The incidence of colorectal cancer (CRC) is increased in patients afflicted by inflammatory bowel diseases (IBD) The cellular and molecular mechanisms that link chronic inflammation of the gut and increased CRC susceptibility are poorly understood. Risk of IBD is strongly influenced by genetic factors, including the IBD5 locus (5q31), harboring the IRF1 gene. A cause to effect relationship between chronic inflammation and CRC, and a possible role of IRF1 were studied in Irf1-/- mutant mice in a model of colitis associated CRC (CA-CRC) induced by azoxymethane and the irritant dextran sulfate. Loss of Irf1 causes hyper-susceptibility to CA-CRC, with early onset and increased number of tumors leading to rapid lethality. Transcript profiling (RNA-seq) and immunostaining of colons shows heightened inflammation, enhanced crypt cells proliferation and reduced tissue repair in Irf1-/- mutants, and this prior to appearance of tumors. A considerable infiltration of leukocytes is seen at this early stage in Irf1-/- colons, this infiltrate being composed primarily of proinflammatory Gr1+ Cd11b+ myeloid cells, mast cells, and CD3+ lymphoid cells. Studies in bone marrow chimeras show that differential susceptibility to CA-CRC of Irf1-/- vs. B6 controls is fully transferable by hematopoietic cells. Studies in human datasets confirm that transcripts signatures seen in Irf1-/- mice in response to AOM/DSS are enriched in clinical specimens from patients with IBD and with CRC. In addition, IRF1 expression in the colon is significantly decreased in late stage CRC (stages 3, 4) associated with poorer prognosis. These studies suggest that partial or complete loss of IRF1 expression alters the type, number, and function of immune cells in situ in gut establishing microbial-driven chronic inflammation and possibly creating a tumor promoting environment.

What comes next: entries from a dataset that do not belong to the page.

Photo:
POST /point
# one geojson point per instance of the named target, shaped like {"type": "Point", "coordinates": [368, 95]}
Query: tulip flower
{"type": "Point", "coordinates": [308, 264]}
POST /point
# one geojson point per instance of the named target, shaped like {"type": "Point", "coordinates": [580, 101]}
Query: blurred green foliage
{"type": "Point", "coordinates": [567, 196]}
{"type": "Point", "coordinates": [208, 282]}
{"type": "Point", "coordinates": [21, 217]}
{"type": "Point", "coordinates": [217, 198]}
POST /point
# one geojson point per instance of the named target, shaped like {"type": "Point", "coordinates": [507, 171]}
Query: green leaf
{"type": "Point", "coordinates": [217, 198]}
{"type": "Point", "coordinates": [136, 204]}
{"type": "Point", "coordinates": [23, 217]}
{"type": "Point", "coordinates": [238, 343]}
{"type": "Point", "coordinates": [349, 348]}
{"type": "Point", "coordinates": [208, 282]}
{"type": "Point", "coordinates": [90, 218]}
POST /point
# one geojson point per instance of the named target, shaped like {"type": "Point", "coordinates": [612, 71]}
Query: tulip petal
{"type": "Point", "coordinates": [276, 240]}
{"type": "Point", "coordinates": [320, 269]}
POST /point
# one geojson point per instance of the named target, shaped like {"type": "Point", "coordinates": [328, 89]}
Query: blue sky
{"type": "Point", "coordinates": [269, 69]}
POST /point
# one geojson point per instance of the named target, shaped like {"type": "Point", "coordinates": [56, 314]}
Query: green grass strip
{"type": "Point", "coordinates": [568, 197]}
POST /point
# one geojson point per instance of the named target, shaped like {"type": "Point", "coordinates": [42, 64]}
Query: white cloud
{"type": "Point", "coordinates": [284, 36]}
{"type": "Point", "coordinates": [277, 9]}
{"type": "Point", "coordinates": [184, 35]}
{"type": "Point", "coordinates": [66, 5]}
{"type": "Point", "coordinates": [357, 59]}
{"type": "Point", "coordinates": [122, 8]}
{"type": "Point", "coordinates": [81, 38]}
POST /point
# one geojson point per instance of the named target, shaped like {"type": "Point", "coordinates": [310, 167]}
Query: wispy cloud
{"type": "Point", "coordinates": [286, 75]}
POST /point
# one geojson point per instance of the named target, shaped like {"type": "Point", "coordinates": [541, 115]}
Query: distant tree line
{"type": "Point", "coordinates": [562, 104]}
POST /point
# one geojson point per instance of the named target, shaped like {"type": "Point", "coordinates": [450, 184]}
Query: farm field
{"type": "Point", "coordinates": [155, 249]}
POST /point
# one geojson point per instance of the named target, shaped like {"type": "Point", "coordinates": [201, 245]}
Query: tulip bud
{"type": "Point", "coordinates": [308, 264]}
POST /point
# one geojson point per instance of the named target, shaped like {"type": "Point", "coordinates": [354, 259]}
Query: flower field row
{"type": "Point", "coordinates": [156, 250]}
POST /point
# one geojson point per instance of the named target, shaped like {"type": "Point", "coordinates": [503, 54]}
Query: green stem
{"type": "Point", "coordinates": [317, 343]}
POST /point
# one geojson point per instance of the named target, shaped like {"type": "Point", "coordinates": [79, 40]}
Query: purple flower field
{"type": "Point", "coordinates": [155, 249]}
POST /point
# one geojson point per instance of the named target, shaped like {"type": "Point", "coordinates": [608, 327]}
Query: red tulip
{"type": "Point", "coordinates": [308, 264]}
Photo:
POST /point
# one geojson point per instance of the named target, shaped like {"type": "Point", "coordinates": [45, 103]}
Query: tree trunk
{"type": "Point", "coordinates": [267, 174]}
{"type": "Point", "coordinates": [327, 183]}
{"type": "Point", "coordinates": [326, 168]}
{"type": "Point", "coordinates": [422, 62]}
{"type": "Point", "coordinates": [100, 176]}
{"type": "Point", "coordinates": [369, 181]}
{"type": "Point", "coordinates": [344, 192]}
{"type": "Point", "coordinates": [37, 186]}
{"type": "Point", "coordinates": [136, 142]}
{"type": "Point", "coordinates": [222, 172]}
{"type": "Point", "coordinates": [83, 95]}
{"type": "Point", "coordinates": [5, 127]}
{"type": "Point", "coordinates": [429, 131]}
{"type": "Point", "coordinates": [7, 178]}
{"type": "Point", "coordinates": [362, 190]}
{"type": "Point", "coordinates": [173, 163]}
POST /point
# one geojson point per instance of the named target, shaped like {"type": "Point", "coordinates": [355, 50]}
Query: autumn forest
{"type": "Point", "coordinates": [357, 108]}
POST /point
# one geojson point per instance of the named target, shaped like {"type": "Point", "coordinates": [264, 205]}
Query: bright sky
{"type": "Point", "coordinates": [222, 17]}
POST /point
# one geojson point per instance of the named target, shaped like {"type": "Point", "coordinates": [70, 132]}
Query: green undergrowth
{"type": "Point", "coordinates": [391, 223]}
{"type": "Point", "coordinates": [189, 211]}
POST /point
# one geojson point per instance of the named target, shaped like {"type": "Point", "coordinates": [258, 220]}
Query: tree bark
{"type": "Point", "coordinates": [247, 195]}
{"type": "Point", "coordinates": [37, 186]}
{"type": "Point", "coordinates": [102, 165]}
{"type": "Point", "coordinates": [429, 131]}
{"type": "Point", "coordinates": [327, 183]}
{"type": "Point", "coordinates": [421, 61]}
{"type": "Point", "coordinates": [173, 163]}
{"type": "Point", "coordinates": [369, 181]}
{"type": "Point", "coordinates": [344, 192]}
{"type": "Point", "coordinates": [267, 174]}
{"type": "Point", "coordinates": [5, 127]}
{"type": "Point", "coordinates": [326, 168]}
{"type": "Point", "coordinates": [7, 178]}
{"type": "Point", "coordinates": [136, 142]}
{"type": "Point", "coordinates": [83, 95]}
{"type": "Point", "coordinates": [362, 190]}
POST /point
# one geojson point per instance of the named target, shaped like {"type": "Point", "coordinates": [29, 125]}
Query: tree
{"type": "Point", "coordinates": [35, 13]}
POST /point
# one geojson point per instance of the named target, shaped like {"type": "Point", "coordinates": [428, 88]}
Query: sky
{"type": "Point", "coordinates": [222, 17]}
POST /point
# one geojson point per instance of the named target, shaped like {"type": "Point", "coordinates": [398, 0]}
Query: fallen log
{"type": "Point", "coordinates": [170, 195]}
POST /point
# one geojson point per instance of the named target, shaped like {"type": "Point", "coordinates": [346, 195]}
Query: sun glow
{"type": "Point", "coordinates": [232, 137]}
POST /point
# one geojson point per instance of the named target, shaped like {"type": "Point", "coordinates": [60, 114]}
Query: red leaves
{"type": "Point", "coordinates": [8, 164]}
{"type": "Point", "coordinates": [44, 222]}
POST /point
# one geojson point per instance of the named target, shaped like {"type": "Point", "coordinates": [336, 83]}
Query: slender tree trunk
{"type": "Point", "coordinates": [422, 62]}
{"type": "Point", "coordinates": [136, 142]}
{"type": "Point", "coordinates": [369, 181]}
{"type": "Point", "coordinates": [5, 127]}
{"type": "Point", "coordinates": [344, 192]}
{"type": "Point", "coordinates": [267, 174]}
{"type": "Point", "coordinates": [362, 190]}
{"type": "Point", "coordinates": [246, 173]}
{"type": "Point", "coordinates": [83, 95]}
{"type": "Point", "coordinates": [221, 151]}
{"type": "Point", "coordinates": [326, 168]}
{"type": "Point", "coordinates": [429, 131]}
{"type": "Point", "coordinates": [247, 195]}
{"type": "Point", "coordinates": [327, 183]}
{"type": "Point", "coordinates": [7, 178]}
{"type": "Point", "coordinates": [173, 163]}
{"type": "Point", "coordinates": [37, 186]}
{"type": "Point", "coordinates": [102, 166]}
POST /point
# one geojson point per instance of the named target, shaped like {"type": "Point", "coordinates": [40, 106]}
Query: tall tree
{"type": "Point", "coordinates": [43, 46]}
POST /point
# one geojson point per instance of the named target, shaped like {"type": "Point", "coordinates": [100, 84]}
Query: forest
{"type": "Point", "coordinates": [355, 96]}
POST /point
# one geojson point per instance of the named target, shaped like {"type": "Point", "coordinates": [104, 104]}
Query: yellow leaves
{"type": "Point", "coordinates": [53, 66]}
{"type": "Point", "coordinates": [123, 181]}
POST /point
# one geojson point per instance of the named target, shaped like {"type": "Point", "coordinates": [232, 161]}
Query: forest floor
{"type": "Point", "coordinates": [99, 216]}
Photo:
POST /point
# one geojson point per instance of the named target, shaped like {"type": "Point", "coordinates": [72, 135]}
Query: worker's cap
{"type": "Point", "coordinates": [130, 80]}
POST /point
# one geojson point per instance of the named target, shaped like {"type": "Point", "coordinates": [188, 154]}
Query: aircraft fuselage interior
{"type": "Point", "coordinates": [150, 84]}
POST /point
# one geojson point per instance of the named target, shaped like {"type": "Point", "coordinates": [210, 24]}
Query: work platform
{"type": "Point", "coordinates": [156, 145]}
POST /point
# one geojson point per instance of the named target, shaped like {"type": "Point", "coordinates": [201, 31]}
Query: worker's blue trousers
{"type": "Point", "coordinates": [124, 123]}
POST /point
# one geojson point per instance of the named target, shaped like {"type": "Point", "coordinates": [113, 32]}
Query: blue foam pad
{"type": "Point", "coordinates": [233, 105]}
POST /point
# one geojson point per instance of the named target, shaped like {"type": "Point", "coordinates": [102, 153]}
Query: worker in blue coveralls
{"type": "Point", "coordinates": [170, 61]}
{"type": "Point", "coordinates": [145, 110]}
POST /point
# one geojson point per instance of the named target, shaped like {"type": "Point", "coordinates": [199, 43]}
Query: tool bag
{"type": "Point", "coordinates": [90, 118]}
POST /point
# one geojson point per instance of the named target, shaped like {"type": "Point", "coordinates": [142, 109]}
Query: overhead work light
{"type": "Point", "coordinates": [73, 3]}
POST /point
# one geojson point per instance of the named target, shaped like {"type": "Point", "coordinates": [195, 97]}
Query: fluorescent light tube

炎症性肠病（inflammatory bowel diseases, IBD）患者的结直肠癌（colorectal cancer, CRC）发病率升高，但将肠道慢性炎症与结直肠癌易感性增加联系起来的细胞与分子机制仍不甚明确。IBD的发病风险受遗传因素显著影响，其中包括携带IRF1基因的IBD5基因座（5q31）。本研究在氧化偶氮甲烷与刺激性试剂硫酸葡聚糖诱导的结肠炎相关结直肠癌（colitis associated CRC, CA-CRC）模型中，针对Irf1基因敲除突变小鼠（Irf1-/- mutant mice）探究了慢性炎症与结直肠癌之间的因果关系，以及IRF1可能发挥的作用。研究发现，Irf1缺失会使小鼠对CA-CRC的易感性升高，表现为肿瘤发病更早、肿瘤数量增多并快速导致小鼠死亡。对结肠组织的转录组测序（RNA-seq）与免疫染色结果显示，在肿瘤出现之前，Irf1-/-突变体小鼠的结肠炎症加剧、隐窝细胞增殖增强且组织修复能力下降。在此早期阶段，Irf1-/-小鼠的结肠中可见大量白细胞浸润，浸润细胞主要由促炎性Gr1+Cd11b+髓系细胞、肥大细胞以及CD3+淋巴样细胞构成。骨髓嵌合体实验表明，Irf1-/-小鼠与B6野生型对照小鼠对CA-CRC的易感性差异可完全通过造血细胞进行转移。对人类数据集的分析证实，Irf1-/-小鼠在AOM/DSS诱导下产生的转录特征，在IBD与CRC患者的临床标本中显著富集。此外，晚期（3、4期）结直肠癌患者的结肠组织中IRF1表达水平显著降低，且与不良预后相关。上述研究表明，IRF1表达的部分或完全缺失会改变肠道原位免疫细胞的类型、数量与功能，进而建立微生物驱动的慢性炎症状态，并可能形成促肿瘤微环境。